Acclaimed for her interpretations of works by Schubert, Schumann and Beethoven, pianist Mitsuko Uchida is especially revered for her Mozart performances and recordings.
A favorite guest artist at Symphony Center, Uchida will join the Chicago Symphony Orchestra, under Riccardo Muti, in Mozart’s Piano Concerto No. 20 for concerts May 9-11. She believes this work was pivotal in Mozart’s musical development.
“I do feel that something remarkable happened to his music between the B-flat Concerto, K. 456 [No. 18], which is so lovely, and the D Minor Concerto, K. 466 [No.20],” she said in a recent interview with the site Classic FM. “This one, and K. 467 in C [No. 21], the one we now call ‘Elvira Madigan’ — everything is suddenly in a different dimension. Mozart has made this astonishing leap. There’s an immensity about this music, and in the great concertos that followed. And then in the last one, K. 595 in B-flat [No. 27], his style becomes simpler again. This too is something very special.

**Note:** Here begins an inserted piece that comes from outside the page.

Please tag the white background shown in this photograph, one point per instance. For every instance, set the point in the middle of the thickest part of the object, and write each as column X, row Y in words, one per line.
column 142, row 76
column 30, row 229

Uchida often conducts Mozart’s piano concertos from the keyboard, and she feels his music suits this approach. “I think it’s to do with Mozart’s idea of how the concerto form works. From Beethoven onwards, composers saw the concerto as a kind of contest between the soloist and the orchestra. But with Mozart, they’re very much partners. The music is like an ongoing conversation between the piano and the orchestra. Either one might take a different line on this idea or that one, but the general mood is one of mutual agreement.